This article was originally published here
J Clin Lab Anal. 2021 Jul 27:e23865. doi: 10.1002/jcla.23865. Online ahead of print.
BACKGROUND: Lung cancer is the most commonly diagnosed cancer and leading cause of cancer death, with 80%-85% of non-small cell lung cancer (NSCLC). Circular RNAs (circRNAs) have been shown to be promising early diagnostic and therapeutic molecular biomarkers for NSCLC. However, biological role and regulatory mechanism of circRNA WHSC1 (circWHSC1) in NSCLC are unknown. Therefore, we aim to explore the function and mechanism of circWHSC1 in NSCLC oncogenesis and progression.
METHODS: qRT-PCR was used for circWHSC1 level evaluation; Kaplan-Meier was used for survival analysis; bioinformatics, dual-luciferase activity, and RNA pull-down were used for evaluating competing endogenous RNA (ceRNA) network; cell viability, colony formation, apoptosis, migration, and invasion were used for cell function analysis; function gain and loss with rescue experiments were used for exploring mechanism of circWHSC1 in NSCLC development.
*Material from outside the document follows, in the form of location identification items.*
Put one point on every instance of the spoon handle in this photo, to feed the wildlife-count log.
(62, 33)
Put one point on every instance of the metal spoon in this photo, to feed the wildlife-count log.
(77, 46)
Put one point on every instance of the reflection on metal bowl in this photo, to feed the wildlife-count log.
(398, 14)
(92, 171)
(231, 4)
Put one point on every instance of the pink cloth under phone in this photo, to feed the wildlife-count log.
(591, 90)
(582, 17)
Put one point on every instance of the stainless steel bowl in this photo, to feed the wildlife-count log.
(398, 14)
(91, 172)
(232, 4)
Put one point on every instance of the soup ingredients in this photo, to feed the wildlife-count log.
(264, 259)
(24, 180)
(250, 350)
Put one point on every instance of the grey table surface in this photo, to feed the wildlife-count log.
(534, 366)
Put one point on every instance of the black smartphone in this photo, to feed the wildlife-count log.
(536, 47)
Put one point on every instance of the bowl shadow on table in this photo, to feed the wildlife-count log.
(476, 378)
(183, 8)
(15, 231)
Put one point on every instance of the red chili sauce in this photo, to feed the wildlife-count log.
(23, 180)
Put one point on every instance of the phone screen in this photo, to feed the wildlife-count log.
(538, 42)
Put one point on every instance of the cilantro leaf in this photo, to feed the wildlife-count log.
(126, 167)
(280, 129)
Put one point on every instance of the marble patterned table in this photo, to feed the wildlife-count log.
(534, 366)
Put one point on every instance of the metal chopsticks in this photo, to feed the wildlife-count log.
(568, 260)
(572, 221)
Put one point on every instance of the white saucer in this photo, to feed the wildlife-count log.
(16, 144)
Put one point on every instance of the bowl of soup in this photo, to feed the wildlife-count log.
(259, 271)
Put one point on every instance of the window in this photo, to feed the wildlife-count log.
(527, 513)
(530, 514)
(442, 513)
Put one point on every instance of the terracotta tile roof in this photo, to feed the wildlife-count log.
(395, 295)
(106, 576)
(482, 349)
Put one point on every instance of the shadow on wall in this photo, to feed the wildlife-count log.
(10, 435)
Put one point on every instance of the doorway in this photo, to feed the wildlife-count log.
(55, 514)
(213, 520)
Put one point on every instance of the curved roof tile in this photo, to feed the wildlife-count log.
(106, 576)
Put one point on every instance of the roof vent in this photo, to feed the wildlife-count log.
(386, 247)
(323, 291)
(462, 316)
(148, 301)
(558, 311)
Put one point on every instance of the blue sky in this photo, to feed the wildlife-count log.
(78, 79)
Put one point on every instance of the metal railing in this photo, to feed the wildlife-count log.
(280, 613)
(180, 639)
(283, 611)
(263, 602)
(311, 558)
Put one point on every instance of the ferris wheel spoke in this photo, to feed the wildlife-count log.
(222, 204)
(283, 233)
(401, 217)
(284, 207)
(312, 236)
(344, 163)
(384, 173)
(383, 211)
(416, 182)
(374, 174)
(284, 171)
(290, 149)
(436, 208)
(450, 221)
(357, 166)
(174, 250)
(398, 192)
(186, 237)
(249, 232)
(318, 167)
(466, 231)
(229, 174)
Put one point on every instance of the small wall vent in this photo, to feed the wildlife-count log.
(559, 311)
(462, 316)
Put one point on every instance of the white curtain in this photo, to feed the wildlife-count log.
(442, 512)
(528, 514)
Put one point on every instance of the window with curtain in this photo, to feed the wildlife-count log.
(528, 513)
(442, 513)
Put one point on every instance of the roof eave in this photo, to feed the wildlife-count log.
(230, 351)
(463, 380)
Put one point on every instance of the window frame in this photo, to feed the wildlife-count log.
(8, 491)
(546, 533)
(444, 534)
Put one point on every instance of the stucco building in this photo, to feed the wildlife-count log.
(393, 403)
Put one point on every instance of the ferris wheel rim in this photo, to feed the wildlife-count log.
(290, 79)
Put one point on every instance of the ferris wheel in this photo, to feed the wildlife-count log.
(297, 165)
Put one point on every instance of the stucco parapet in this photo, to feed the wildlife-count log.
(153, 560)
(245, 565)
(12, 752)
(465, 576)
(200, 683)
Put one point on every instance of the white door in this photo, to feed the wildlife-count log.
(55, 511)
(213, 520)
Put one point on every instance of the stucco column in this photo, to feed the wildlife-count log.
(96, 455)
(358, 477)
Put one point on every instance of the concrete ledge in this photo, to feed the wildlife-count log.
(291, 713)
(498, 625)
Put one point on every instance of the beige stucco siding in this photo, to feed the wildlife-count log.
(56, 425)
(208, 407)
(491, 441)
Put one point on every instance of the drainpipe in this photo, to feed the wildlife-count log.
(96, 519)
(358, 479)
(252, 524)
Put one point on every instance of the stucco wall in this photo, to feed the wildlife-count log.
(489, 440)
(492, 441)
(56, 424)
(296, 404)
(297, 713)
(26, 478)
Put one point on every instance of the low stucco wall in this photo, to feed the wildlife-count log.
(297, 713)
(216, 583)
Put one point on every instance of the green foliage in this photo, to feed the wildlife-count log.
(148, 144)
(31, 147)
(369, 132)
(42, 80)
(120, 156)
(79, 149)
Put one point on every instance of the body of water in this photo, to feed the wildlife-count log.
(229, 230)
RESULTS: Significantly up-regulated circWHSC1 and down-regulated microRNA-296-3p (miR-296-3p) were identified in NSCLC tissues and cells. Up-regulated circWHSC1 was associated with poor prognosis in NSCLC patients. MiR-296-3p was sponged by circWHSC1, and AKT serine/threonine kinase 3 (AKT3) was target of miR-296-3p; meanwhile, miR-296-3p over-expression significantly down-regulated AKT3 expression, and co-transfecting anti-miR-296-3p rescued circWHSC1 silence caused AKT3 down-regulation. CircWHSC1 silence significantly inhibited colony formation, viability, invasion, and migration, while increased NSCLC cell apoptosis, which were partially rescued by anti-miR-296-3p.
CONCLUSION: CircWHSC1 is an independent indicator of poor prognosis in NSCLC patients, and functions as a ceRNA of miR-296-3p to up-regulate AKT3, consequently promotes NSCLC cell growth and metastasis. Targeting circWHSC1 might be a prospective strategy for diagnosis, therapeutics, and prognosis of NSCLC.